Он машет рукой и бежит по улице, размахивая ручками у боков и издавая такие звуки, как будто что-то взрывается.
Когда я вхожу в дом, Жизель уже бродит по кухне, еще полусонная, и пытается налить молока в миску без хлопьев. Я кладу йо-йо перед ней на стол.
– Хочешь яичницу? – Я ставлю сковороду на плиту и показываю жестом, чтобы она села.
– Да, спасибо.
Она садится, трет глаза и стонет, пока я готовлю ей завтрак.
– Чего это ты так развеселилась?
– Папа научил меня трюку на йо-йо, – заявляю я в нашей солнечной кухне, а моя сестра просыпается и странно смотрит на меня.
Янтарные желтки булькают на сковороде, а свет нового дня на пару секунд слепит глаза нам обеим.

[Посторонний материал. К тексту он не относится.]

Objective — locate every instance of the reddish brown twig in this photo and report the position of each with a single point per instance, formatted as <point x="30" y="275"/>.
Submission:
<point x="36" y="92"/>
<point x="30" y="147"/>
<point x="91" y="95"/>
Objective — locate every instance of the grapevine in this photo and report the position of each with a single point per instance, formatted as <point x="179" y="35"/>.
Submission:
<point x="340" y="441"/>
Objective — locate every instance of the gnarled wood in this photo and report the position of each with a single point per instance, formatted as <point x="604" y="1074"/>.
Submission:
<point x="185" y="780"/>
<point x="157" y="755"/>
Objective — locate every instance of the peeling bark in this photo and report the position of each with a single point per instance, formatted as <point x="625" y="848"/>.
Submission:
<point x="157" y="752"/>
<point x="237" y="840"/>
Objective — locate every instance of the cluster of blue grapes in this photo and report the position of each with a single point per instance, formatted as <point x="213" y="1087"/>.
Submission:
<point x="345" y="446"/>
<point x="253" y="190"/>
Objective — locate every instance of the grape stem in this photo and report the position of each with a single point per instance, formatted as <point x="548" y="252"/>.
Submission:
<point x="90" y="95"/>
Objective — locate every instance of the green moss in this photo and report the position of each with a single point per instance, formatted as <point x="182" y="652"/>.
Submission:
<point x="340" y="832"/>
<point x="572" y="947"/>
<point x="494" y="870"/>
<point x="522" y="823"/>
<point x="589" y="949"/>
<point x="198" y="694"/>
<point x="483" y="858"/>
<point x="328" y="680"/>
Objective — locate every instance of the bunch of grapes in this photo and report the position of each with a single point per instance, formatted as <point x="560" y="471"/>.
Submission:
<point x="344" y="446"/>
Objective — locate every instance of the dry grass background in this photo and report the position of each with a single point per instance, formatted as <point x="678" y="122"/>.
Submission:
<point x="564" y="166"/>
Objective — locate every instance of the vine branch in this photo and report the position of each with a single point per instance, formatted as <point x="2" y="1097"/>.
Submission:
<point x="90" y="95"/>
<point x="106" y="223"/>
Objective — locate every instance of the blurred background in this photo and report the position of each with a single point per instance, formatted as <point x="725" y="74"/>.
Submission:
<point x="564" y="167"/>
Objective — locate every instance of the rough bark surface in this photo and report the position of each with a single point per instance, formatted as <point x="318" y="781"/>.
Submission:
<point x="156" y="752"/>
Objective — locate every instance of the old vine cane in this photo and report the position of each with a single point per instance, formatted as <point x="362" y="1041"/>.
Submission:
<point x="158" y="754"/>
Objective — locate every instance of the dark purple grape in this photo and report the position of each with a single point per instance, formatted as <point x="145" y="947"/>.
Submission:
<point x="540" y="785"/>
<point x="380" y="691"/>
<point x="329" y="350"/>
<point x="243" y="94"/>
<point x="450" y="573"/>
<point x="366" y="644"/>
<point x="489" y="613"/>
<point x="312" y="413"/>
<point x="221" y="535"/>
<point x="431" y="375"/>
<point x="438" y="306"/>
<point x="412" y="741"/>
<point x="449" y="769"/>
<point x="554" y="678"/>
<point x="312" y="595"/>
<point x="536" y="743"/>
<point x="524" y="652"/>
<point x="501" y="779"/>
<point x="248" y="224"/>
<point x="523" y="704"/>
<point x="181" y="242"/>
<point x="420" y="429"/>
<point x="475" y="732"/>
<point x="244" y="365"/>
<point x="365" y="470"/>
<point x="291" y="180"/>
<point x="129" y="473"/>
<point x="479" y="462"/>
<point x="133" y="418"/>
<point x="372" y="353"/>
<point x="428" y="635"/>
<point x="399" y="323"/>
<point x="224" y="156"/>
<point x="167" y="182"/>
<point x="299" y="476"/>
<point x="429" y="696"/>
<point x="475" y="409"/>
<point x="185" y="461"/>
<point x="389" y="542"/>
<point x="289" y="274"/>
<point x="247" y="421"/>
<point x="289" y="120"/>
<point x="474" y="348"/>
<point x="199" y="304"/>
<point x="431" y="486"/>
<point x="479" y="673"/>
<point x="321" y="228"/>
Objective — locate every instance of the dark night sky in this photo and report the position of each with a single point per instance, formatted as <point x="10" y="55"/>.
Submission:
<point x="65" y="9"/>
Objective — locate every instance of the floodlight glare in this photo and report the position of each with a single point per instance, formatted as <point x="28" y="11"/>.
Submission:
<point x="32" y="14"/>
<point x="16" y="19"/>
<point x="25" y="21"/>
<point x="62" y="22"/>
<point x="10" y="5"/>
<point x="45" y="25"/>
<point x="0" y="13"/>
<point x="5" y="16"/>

Мне очень хочется все рассказать мистеру Сэлери, потому что мне кажется, что он все поймет и не потащит меня к какому-нибудь детскому психологу. Но надвигается гроза. И мои руки порезаны, и все слишком сложно, чтобы облечь в слова: мой папа в виде призрака – мальчика, не говоря уж о том, как по ночам Жизель ест бутерброды с жареными сардинами и как они доводят маму до безумия.
И все-таки мне хочется сказать ему, чтобы он не волновался, потому что так полагается говорить, и ты говори… и объясняешь всякие свои странности и семейные причуды людям, которые тебя любят. Потому что он любил меня, он любит меня. Меня, паршивую Холли Васко. Я знаю, мистер Сэлери стоит за меня, даже когда всем остальным учителям наплевать. Он думает, что я самая умная, но не в обычном смысле. Каждый день я выворачиваю колени для махового шага, пока у меня на языке не загорается жидкий яд; он знает, он видит меня, считает секунды моего бега, пока ночь не сходит на мою холодную, одинокую дорожку.
И я хочу сказать ему, что все будет хорошо. Потому что я знаю, что он меня любит, что он любит меня больше всех.
Но есть у меня один фокус: иногда мне нужно стучать головой об стену, чтобы остановиться. Иногда мне надо залезать на забор и прыгать с края этого вертящегося шара.
Иногда я приземляюсь так жестко, что в моей голове прекращается шум, и тогда мертвые наконец замолкают.
Глава 17
Студенты-медики научатся составлять точную историю болезни, включающую в себя такие обязательные сведения, как возраст, пол, общественно-экономическое положение, вероисповедание, инвалидность, род занятий, национальность, культура и сексуальная ориентация.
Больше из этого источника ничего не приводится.